I was just told my PET scan shows 3 new mets. I have a mutated KRAS and have had Folfox 4, Xeloda, and Irinotecan. These and the 2 surgeries have not kept it from coming back. So my Dr.has set up an appointment mon. for me to meet Dr.A Patnaik at the Start center in San Antonio regarding treating me on study. I think that means clinical trials. Has anyone had experience or knowledge about taking this path? I'm scared I have run out of options.
I am at stage IV.
Thank You,
Cyndi2324

lisa42's picture
lisa42
Posts: 3661
Joined: Jul 2008

Hi,

It sounds like we're almost in the same situation. I've done Folfox once and Folfiri twice, and my lung mets just do not want to shrink or go away. In addition to where you're going, also check out www.neoplas.org about Dr. Stephen Cantrell's clinic in Nashville.
It is an "off label" treatment, but really sounds very promising. I have an appt. set up to go there the first week of December. There is also a youtube video of "Dr. Stephen Cantrell and Neoplas Innovations"- check it out- he was interviewed by the Fox network just a couple of weeks ago. It's very impressive.

Best wishes to you-
Lisa

cyndi2324's picture
cyndi2324
Posts: 72
Joined: Oct 2009

Lisa Thank You. I looked up his site and watched you tube interview. Please keep us posted on how well this goes for you, and I hope it does. I don't understand why more isn't know about this if it is so successful? I wonder what his rate of cure is. Gosh I hope this works for you because that would be great for you and maybe show it can help some of us. Do you have the mutated kras gene? It sounds like you might if traditional chemo didn't work for you.
The VERY BEST OF LUCK TO YOU
cyndi2324

lisa42's picture
lisa42
Posts: 3661
Joined: Jul 2008

Hi Cyndi,

Yes, I do have the k-ras mutation. I would also like to find out more about Dr. Cantrell's cure rate. I spoke w/ a woman on the phone yesterday a.m., but I'm going to email today and ask a few more questions. So far as why more isn't known about this treatment if "it's so successful", is probably because a clinical trial on it was never completed. "Regular" doctors are very hesitant about using something that hasn't had a clinical trial done on it. Actually, I am too, but I just feel something about this. I'm still willing to spend the inital consultation fee ($960 plus my airfare there) to find out.

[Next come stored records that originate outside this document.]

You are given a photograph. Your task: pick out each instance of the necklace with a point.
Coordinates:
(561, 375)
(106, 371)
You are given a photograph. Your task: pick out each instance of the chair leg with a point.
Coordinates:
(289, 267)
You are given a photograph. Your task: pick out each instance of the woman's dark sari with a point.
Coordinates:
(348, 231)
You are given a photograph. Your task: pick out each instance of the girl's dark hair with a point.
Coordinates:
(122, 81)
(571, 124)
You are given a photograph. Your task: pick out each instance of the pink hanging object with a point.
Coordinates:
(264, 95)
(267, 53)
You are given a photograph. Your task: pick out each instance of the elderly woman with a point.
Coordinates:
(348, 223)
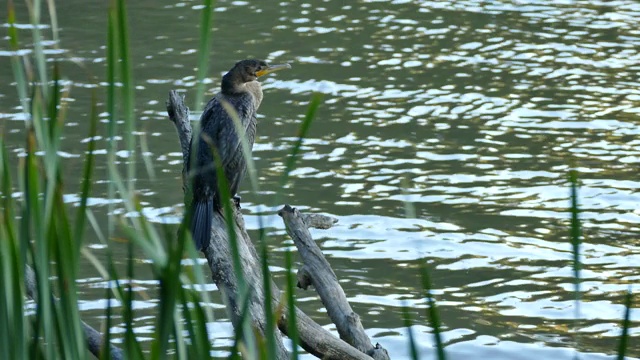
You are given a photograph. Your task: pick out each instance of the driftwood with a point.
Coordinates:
(313, 337)
(317, 272)
(93, 337)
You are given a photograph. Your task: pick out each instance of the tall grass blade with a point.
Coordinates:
(12, 260)
(53, 15)
(626, 324)
(16, 64)
(112, 144)
(406, 317)
(204, 50)
(268, 309)
(432, 314)
(81, 216)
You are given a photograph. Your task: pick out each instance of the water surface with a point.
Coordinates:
(470, 111)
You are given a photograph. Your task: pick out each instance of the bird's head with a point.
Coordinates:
(251, 70)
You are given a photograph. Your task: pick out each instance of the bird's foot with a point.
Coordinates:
(236, 200)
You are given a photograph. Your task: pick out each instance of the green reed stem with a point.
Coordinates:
(626, 324)
(204, 51)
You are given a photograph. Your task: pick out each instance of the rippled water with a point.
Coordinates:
(471, 111)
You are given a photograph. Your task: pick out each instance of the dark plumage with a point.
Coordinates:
(242, 91)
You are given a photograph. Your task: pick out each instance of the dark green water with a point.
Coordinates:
(479, 106)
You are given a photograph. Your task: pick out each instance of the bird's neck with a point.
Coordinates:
(232, 85)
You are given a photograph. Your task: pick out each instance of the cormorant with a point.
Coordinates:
(243, 92)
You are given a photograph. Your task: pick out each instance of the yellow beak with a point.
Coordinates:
(273, 68)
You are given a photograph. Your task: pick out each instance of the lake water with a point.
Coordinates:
(472, 111)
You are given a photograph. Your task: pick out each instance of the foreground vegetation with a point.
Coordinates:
(39, 229)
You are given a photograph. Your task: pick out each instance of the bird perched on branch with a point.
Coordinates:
(218, 137)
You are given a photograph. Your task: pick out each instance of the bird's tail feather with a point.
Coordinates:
(201, 223)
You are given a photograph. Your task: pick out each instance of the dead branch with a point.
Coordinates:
(318, 272)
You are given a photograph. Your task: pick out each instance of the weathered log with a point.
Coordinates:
(318, 272)
(93, 337)
(313, 337)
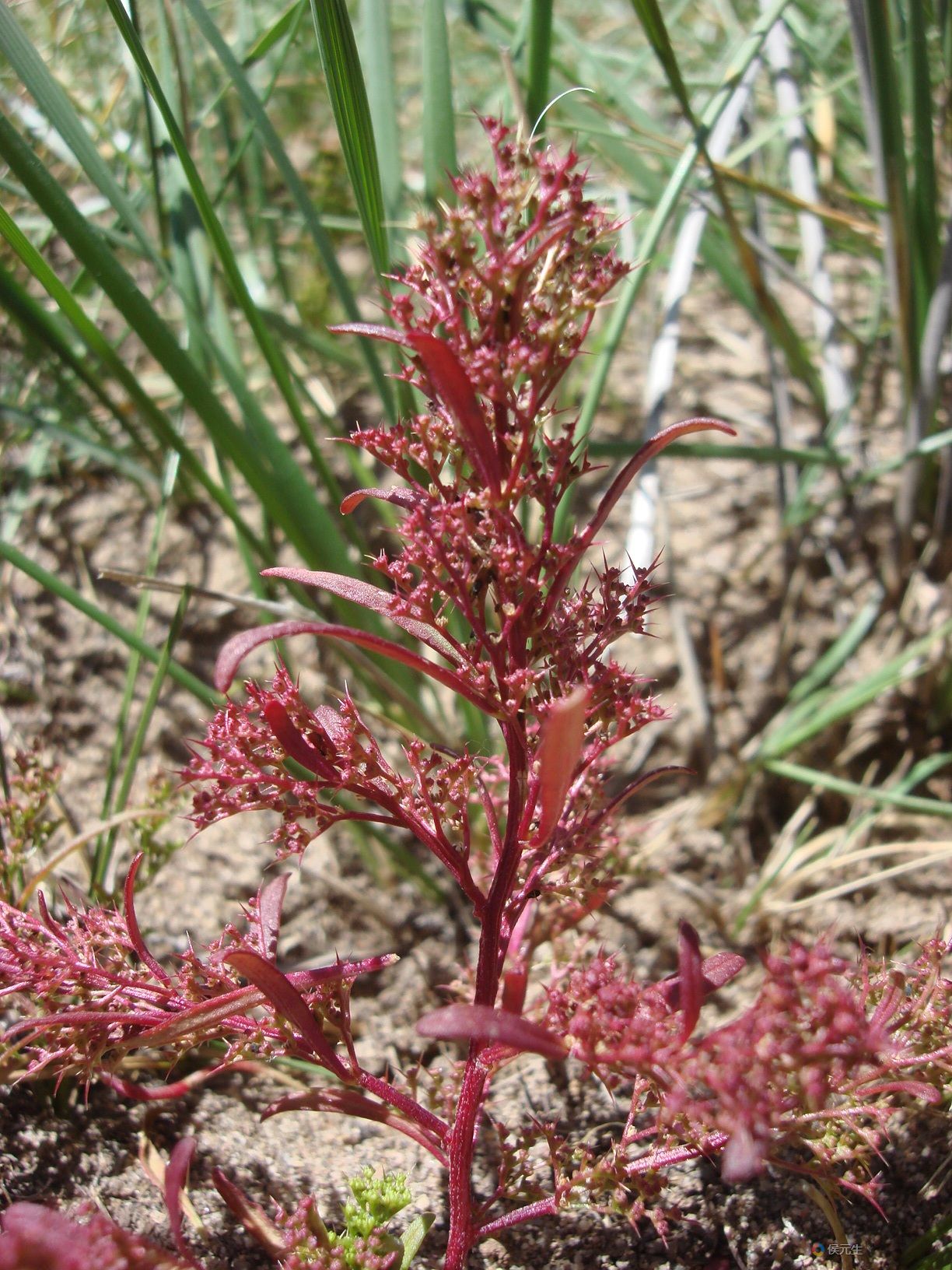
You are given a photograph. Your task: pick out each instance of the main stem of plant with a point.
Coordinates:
(462, 1141)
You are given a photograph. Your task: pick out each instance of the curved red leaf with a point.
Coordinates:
(369, 597)
(173, 1189)
(451, 384)
(562, 735)
(399, 496)
(289, 1004)
(238, 648)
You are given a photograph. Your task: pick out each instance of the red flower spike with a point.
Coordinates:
(485, 1025)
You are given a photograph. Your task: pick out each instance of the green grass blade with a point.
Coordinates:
(327, 540)
(887, 145)
(628, 293)
(41, 325)
(540, 58)
(824, 709)
(121, 749)
(377, 54)
(297, 189)
(839, 653)
(352, 112)
(924, 198)
(859, 793)
(285, 26)
(56, 106)
(653, 24)
(102, 860)
(58, 587)
(438, 118)
(100, 259)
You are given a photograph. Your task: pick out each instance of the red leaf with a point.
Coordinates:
(562, 735)
(451, 384)
(238, 648)
(400, 496)
(271, 900)
(489, 1025)
(251, 1216)
(289, 1002)
(132, 922)
(689, 978)
(353, 1103)
(174, 1187)
(653, 447)
(369, 597)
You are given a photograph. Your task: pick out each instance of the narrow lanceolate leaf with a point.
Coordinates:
(174, 1189)
(451, 385)
(405, 498)
(369, 597)
(293, 743)
(240, 645)
(691, 978)
(562, 735)
(645, 455)
(353, 1103)
(485, 1025)
(438, 118)
(291, 1005)
(251, 1216)
(271, 902)
(352, 114)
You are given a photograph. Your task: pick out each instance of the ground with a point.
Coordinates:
(757, 616)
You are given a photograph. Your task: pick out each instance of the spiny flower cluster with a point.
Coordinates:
(807, 1077)
(96, 995)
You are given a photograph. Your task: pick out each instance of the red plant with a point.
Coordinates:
(490, 317)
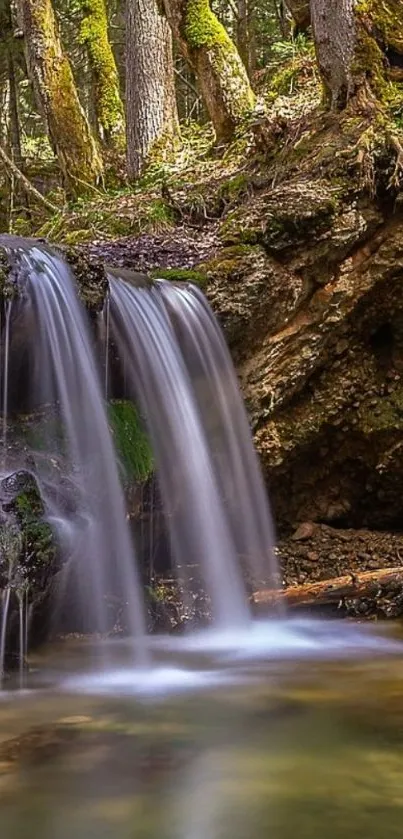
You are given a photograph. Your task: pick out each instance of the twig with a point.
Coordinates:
(29, 188)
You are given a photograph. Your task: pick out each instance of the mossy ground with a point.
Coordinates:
(131, 440)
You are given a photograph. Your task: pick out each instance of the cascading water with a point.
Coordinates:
(181, 375)
(223, 415)
(68, 375)
(200, 531)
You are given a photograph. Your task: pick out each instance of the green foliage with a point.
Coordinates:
(94, 34)
(202, 27)
(131, 440)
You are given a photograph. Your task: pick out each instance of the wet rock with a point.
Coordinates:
(304, 531)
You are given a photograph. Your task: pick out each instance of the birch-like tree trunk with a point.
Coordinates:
(108, 103)
(151, 111)
(334, 32)
(215, 61)
(52, 78)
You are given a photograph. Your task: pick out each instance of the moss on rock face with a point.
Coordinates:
(52, 75)
(250, 293)
(131, 441)
(181, 275)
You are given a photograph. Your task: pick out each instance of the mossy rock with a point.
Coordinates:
(90, 277)
(181, 275)
(131, 441)
(38, 549)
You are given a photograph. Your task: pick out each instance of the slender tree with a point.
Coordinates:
(151, 111)
(334, 33)
(214, 59)
(108, 103)
(301, 13)
(52, 78)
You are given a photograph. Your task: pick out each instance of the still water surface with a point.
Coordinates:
(288, 748)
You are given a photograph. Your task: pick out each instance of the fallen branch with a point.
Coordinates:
(29, 188)
(349, 587)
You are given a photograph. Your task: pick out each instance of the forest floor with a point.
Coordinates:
(193, 218)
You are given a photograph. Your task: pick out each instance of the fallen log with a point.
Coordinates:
(371, 584)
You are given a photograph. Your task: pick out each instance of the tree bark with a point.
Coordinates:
(151, 111)
(334, 33)
(108, 103)
(301, 13)
(214, 59)
(348, 587)
(51, 75)
(359, 45)
(28, 187)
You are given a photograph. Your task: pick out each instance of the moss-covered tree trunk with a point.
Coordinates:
(213, 57)
(334, 33)
(108, 103)
(359, 45)
(52, 78)
(152, 117)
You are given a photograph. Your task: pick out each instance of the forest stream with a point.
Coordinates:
(201, 419)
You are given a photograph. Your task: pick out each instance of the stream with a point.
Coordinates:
(207, 745)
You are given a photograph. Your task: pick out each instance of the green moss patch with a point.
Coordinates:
(131, 441)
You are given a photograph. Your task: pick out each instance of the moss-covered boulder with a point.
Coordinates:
(249, 292)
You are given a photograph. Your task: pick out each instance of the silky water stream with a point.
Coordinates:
(248, 728)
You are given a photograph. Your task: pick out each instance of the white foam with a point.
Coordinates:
(282, 639)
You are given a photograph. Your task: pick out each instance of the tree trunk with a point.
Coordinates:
(51, 75)
(15, 134)
(359, 45)
(151, 111)
(215, 61)
(370, 584)
(108, 102)
(334, 33)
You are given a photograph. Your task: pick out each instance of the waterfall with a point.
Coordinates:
(62, 352)
(179, 372)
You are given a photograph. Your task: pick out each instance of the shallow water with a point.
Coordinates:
(212, 744)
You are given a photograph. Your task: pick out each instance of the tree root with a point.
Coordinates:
(370, 584)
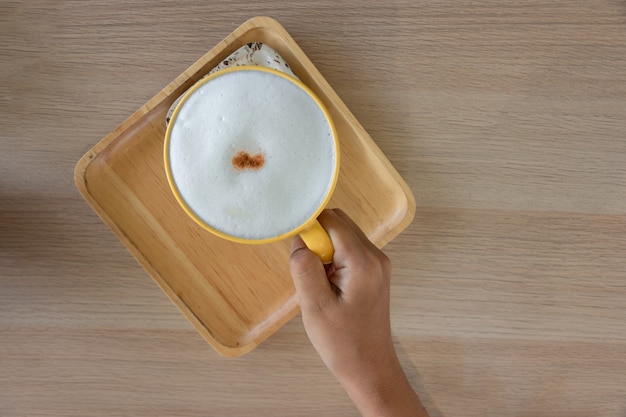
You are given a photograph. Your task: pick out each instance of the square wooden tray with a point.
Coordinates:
(235, 295)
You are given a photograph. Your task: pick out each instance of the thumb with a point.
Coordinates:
(309, 276)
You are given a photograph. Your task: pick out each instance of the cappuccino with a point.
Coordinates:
(251, 154)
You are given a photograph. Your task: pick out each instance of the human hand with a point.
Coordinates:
(345, 310)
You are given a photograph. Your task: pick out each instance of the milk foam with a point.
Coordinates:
(258, 113)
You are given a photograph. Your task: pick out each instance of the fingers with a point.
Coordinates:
(309, 277)
(349, 241)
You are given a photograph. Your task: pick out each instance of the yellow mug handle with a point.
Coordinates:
(318, 241)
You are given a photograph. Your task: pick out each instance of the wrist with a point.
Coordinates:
(382, 390)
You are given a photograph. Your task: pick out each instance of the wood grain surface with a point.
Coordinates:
(506, 119)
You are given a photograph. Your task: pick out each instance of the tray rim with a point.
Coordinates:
(290, 309)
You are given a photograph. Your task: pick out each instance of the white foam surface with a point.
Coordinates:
(254, 112)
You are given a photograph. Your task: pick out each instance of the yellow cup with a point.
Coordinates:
(311, 231)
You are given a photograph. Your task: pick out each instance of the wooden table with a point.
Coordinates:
(507, 120)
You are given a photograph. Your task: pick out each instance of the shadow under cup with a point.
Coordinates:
(252, 155)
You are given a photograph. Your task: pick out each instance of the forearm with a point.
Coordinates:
(386, 392)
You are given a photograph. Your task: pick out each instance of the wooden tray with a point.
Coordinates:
(235, 295)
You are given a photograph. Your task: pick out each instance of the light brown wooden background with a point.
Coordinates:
(508, 121)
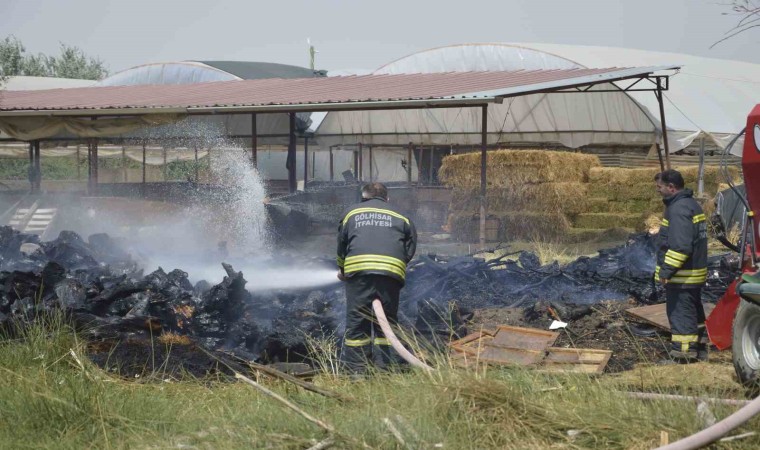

Best wishes to you in your search for a clinical trial. Please do let us know how it goes and if you're put on in a clinical trial, then definitely let us know what it is.

Take care-
Lisa

cyndi2324's picture
cyndi2324
Posts: 72
Joined: Oct 2009

I'll try again t get this to you.Here is where I'm going this mon. http://www.startthecure.com/
They are also doing trials connected to MD Anderson and probably others. Dr. Amita Patnaik she is HIGHLY RECOMENDED. I can tell you that a friend of mine had cancer a few years ago and she was with this Dr. when she was with CRTC anyway my friend is cancer free. She said she was an angel. I don't know what I will get yet as they will need to find the best fit for me. As you know clinical trials are free. They work as a team with you and you needs. There are cheap Southwest Airline flights to San Antonio. If you want I will have more information after I meet her Mon. my email is cyndi_horses@yahoo.com if you want to email me so I can email you back. I will try and post tues on this site but I have found it is not always reliable.
I am getting more excited as it gets nearer. Oh and my daughter inlaw Jane just found out she has a friend that is a clinical nurse there and she said she wouldn't work anywhere else the people are kind, and all about the patients care and results with good life quality.
Hope this message makes it. I type with 2 fingers and I'm tired. HA! saved it this time and am posting to a different comment bye maybe this one will work this 3rd
Bye Lisa,
Cyndi

califsue
Posts: 80
Joined: Oct 2007

Hi Cyndi and Lisa,

Sounds like I'm in the same boat - KRAS mutantion and all. Hopefully we're all sailing towards a successful treatment outside of Folfox or Folfiri. Even though Dr. Lenz has offered me two clinical trials, I'm not sure if they are the "best" trials out there for me right now. How do you figure that out?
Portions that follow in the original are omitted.